Primary LanguageC++GNU Lesser General Public License v2.1LGPL-2.1

Hilbert-related calculations plus sorting points in Euclidean space using space-filling curves.

A space-filling curve is a curve whose trajectory traverses and covers every point within a higher-dimensional region, often exemplified by the unit square (or, in more general cases, an n-dimensional unit hypercube). These curves have been heavily researched for their locality-preserving properties and are especially useful for dimensionality reduction.

The current module is a Python binding for Doug Moore's Fast Hilbert Curve Generation plus extra functionality to use the methods for sorting points in Euclidean space using space-filling curves. The number of nbits bits determines the precision of the curve, and the algorithm work under the constraint ndims * nbits <= 64.

Fast Hilbert Curve Generation, Sorting, and Range Queries

Text from the original web page:

## Fast Hilbert Curve Generation, Sorting, and Range Queries

Hilbert curves are one of a class of space filling curves - continuous, nonsmooth
curves that pass arbitrarily close to every point in space of arbitrary dimension
- and much information about planar Hilbert curves is on the web - see here for
example - but little information on efficient generation of Hilbert curves and
related activities like Hilbert sorting, Hilbert range queries, and so on, is
available. The common recursive generation of planar Hilbert curves does not easily
lead to fast nonrecursive algorithms for related problems, nor to higher-dimensional
generalizations. A rather opaque description of a nonrecursive algorithm by Butz 
("Alternative Algorithm for Hilbert's Space-Filling Curve", IEEE Trans. Comp.,
April, 1971, pp 424-426) led to an implementation by Spencer Thomas that appeared
in Graphics Gems and has been widely circulated on the net.

I began with his implementation, and began rearranging it to eliminate the need
for various precomputed tables. In the process, I found that the basic
index-to-point and point-to-index calculations could be made quite terse, without
any supplementary tables. I extended those algorithms to allow the comparison of
two points to see which falls first on a Hilbert curve. Although this comparison
can be achieved by converting each point to its integer index and comparing
integers, there can be a problem with regard to the size of the resulting integers
overflowing conventional integer types. My implementation of the comparison is
less sensitive to this problem. Further extensions led to algorithms for finding
the first vertex of a box to appear on the Hilbert curve, finding the first point
(not necessarily a vertex) of a box to lie on the curve, and for finding the
first point after a given point to lie in the box.

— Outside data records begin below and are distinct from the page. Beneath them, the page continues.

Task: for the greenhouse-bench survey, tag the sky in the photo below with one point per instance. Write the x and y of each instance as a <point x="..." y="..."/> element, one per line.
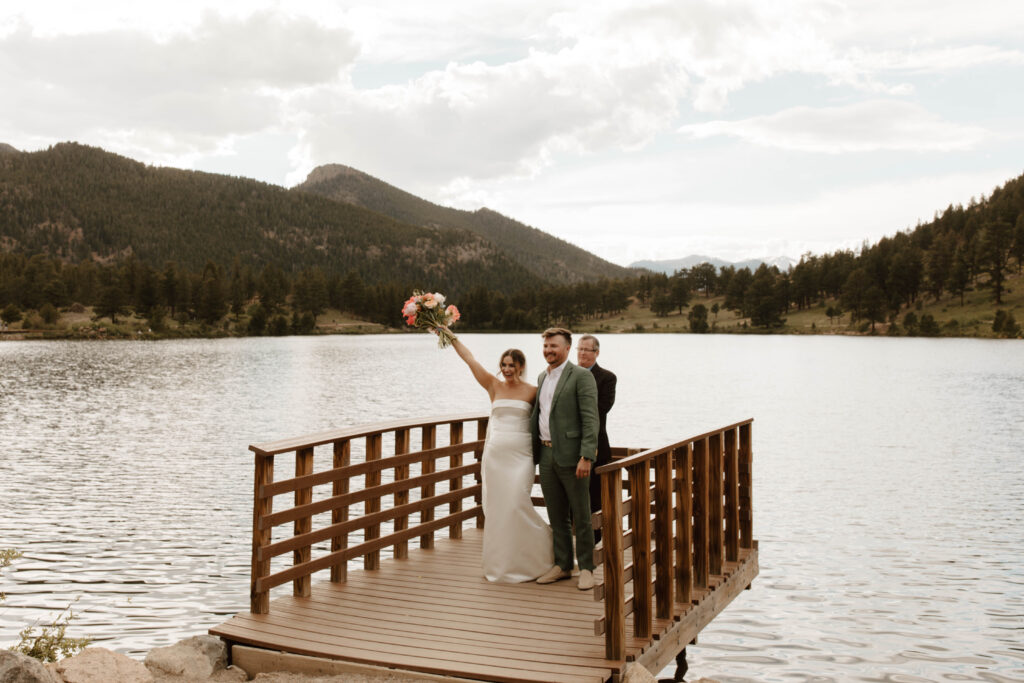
<point x="634" y="129"/>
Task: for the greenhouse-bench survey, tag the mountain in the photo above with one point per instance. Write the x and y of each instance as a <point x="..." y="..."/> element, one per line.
<point x="76" y="202"/>
<point x="669" y="266"/>
<point x="544" y="255"/>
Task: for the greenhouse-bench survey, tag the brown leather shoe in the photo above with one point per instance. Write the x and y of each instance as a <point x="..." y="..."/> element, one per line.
<point x="553" y="574"/>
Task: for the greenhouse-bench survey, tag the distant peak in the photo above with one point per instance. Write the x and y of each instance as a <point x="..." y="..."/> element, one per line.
<point x="331" y="171"/>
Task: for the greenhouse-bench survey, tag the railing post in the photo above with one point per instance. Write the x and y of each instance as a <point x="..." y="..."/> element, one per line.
<point x="259" y="602"/>
<point x="481" y="434"/>
<point x="614" y="588"/>
<point x="372" y="560"/>
<point x="429" y="441"/>
<point x="664" y="572"/>
<point x="716" y="550"/>
<point x="303" y="466"/>
<point x="745" y="487"/>
<point x="342" y="454"/>
<point x="731" y="498"/>
<point x="700" y="513"/>
<point x="401" y="497"/>
<point x="684" y="523"/>
<point x="455" y="433"/>
<point x="640" y="506"/>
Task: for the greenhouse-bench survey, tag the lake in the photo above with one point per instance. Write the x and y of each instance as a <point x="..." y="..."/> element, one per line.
<point x="888" y="481"/>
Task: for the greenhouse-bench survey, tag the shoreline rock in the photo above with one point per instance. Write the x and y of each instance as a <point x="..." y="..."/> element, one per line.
<point x="196" y="659"/>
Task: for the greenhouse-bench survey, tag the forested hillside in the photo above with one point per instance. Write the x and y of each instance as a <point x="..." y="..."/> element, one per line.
<point x="550" y="258"/>
<point x="77" y="203"/>
<point x="91" y="233"/>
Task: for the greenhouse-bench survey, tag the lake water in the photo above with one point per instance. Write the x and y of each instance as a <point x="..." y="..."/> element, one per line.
<point x="888" y="482"/>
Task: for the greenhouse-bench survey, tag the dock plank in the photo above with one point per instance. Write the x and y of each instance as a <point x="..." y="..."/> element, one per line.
<point x="433" y="612"/>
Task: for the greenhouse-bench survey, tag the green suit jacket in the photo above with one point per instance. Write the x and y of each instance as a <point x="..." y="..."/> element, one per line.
<point x="573" y="421"/>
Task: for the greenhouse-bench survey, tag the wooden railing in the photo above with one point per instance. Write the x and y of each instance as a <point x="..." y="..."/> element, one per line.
<point x="408" y="498"/>
<point x="688" y="508"/>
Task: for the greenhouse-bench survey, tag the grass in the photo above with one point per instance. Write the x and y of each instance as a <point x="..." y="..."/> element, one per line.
<point x="974" y="318"/>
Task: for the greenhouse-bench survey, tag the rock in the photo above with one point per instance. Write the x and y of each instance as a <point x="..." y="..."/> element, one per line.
<point x="198" y="657"/>
<point x="17" y="668"/>
<point x="98" y="665"/>
<point x="634" y="673"/>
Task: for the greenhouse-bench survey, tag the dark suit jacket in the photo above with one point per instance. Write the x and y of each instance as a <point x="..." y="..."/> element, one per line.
<point x="605" y="399"/>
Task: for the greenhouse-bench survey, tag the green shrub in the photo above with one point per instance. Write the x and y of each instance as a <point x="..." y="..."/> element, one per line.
<point x="52" y="642"/>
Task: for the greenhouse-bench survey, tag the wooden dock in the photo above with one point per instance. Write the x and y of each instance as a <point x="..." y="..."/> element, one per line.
<point x="428" y="609"/>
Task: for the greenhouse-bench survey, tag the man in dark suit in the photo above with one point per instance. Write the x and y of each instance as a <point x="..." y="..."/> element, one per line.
<point x="587" y="351"/>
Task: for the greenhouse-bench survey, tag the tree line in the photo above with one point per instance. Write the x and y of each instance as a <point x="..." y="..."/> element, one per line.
<point x="964" y="248"/>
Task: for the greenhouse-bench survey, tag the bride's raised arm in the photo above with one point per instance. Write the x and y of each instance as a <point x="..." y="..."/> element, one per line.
<point x="483" y="378"/>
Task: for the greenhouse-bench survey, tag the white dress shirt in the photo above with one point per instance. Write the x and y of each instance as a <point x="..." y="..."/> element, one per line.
<point x="547" y="393"/>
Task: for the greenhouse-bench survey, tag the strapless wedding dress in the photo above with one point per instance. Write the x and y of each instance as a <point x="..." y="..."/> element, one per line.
<point x="516" y="540"/>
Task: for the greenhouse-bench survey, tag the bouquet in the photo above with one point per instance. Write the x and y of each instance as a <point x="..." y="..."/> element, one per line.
<point x="426" y="309"/>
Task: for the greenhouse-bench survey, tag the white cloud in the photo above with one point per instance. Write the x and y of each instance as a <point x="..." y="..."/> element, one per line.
<point x="164" y="99"/>
<point x="869" y="126"/>
<point x="557" y="113"/>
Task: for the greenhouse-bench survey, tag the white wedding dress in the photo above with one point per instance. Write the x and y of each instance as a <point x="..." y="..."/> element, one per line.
<point x="516" y="540"/>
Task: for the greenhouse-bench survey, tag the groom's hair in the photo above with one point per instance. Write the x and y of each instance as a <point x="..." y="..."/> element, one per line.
<point x="554" y="332"/>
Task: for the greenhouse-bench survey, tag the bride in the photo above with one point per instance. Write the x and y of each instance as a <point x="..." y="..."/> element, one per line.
<point x="516" y="540"/>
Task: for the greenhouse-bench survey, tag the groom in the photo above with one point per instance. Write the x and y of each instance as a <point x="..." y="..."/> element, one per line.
<point x="564" y="425"/>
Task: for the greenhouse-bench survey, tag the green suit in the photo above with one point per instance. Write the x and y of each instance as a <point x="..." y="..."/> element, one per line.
<point x="573" y="426"/>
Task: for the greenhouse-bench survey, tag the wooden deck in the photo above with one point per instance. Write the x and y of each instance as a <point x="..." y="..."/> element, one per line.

The purpose of this work is to enable efficient multidimensional searches and to
associate spatial locality in searches with spatial locality in the ordering of
items in a B-tree based database. With the ability to find the first point in a
box after a given point, it is possible to enumerate all the points in the
database within a box without examining every point in the database. Likewise, it
would be possible to compute efficiently "spatial joins" - that is, all pairs of
points that both lie in some small box.

At this point, I can explain the algorithms best by offering the source code, so
here is the C source and here is the corresponding header file.

Please let me know if you find this implementation of nonrecursive multidimensional
Hilbert curve methods useful or entertaining.

Doug Moore (dougm@...edu)

A spatial sorting algorithm in this work, sorts points according to the order in which they would be visited by a space-filling curve.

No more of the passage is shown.